A computer controlled model-developed to predict the bioaccessibility of lipolytic compounds in food and medicine-has been validated for fat soluble vitamins from processed vegetables. The system shows similar results as compared to in vivo data obtained with the same meals. The model offers a helpful tool to study the bioaccessibility of lypophilic compound in food, for example in relation to processing and food composition. The TNO gastro-Intestinal Model (TIM) very closely simulates the successive dynamic conditions in the gastrointestinal tract, such as the pH curves and concentrations of (pro-) enzymes in the stomach and small intestine, concentrations of bile salts in the different parts of the gut, and the kinetics of passage of chyme through the stomach and intestine (Havenaar et al., 1996; Minekus et al., 1995; Minekus and Havenaar, 1996, 1998). In this model the digestibility and availability for absorption of nutrients as well as the stability of specific ingredients (e.g. active proteins, peptides) can be studied. A specific system has been developed to remove the bio-accessible mixed-micelles. The system can be used to study the bioaccessibility of fat-soluble (lypophilic) compounds that are incorporated into the mixed micelles prior to absorption, such as fat soluble vitamins, and fat soluble medicines.
The use of human ileostomy volunteers has proved to be a valid approach to the measurement of absorption of carotenoids from various raw and cooked foods of vegetable origin. By avoiding the confounding influence of the large intestinal microflora it is possible to measure the intake and excretion of potentially fermentable nutrients by simple mass balance. The method also has the added advantage that samples of effluent and blood samples can be collected in real time and then compared.
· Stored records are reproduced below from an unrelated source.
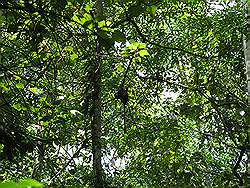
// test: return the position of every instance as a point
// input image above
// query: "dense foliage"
(173, 92)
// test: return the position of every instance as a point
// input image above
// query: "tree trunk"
(96, 116)
(247, 59)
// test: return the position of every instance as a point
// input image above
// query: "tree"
(159, 87)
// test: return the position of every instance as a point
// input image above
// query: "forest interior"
(124, 93)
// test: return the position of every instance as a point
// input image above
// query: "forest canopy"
(123, 93)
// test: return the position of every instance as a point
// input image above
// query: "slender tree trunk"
(97, 118)
(247, 59)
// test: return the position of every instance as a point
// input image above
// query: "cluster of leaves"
(181, 62)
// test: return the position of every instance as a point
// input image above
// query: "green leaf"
(25, 183)
(135, 11)
(143, 53)
(118, 36)
(73, 56)
(9, 184)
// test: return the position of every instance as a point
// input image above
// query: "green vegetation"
(123, 93)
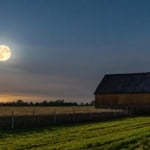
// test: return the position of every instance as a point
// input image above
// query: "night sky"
(61, 49)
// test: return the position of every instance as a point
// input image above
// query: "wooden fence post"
(12, 120)
(55, 117)
(33, 114)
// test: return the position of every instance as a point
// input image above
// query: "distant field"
(125, 134)
(7, 111)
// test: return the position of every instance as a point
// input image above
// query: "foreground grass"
(129, 133)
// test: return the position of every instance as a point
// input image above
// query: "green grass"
(125, 134)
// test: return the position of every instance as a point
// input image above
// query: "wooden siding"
(122, 99)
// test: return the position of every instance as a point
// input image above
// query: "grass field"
(7, 111)
(126, 134)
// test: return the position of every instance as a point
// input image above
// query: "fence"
(34, 120)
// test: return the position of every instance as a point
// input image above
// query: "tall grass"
(129, 134)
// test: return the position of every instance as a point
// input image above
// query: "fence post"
(12, 120)
(33, 113)
(55, 117)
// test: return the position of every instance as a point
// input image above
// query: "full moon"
(5, 53)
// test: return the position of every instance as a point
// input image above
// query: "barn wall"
(122, 100)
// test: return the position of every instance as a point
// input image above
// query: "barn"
(126, 91)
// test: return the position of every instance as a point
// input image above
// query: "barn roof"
(124, 83)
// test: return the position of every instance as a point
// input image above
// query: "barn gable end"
(124, 91)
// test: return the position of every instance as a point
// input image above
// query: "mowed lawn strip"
(128, 133)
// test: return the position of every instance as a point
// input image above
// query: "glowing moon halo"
(5, 53)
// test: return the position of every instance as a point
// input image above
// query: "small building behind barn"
(126, 91)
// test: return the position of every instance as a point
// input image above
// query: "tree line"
(45, 103)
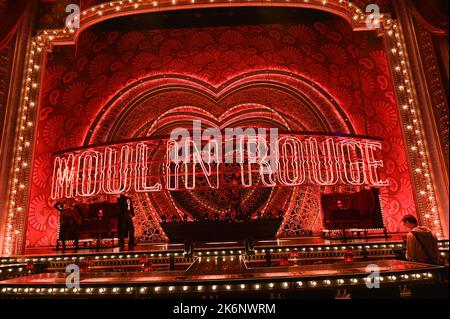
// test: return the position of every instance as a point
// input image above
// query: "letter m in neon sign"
(64, 177)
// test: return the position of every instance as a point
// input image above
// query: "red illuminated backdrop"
(316, 77)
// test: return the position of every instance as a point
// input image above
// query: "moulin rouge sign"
(262, 158)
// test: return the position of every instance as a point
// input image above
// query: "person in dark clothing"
(125, 221)
(70, 219)
(421, 243)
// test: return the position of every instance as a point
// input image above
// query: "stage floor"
(211, 270)
(205, 246)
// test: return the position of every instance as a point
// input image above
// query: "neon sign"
(199, 162)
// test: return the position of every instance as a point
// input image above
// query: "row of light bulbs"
(442, 244)
(214, 288)
(22, 154)
(113, 7)
(414, 131)
(17, 197)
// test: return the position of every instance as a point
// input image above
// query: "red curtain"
(432, 14)
(11, 12)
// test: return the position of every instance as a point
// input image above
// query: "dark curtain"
(11, 12)
(432, 14)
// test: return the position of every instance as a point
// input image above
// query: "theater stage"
(312, 267)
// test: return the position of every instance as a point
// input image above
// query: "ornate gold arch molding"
(39, 45)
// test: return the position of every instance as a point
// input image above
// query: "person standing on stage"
(421, 243)
(125, 221)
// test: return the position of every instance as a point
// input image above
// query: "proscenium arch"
(142, 89)
(356, 17)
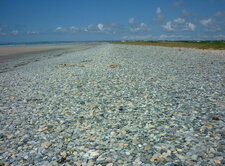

The method has the potential to be developed for the measurement of other nutrients where it is difficult to obtain measurements of absorption by the more classical method of measuring plasma concentration excursions following an acute oral dose. It should be particularly useful for micronutrients where plasma measurement are difficult or inappropriate because of complex first pass clearance or rapid dispersal to remote (difficult to sample) tissues. The measurement of absorption of beta-carotene, lutein and lycopene from carrot, spinach and tomato has been successfully carried out in ileostomy volunteers and correlated to absorption measured by the plasma carotenoid concentration excursions. This has confirmed the mathematical model of disposal kinetics.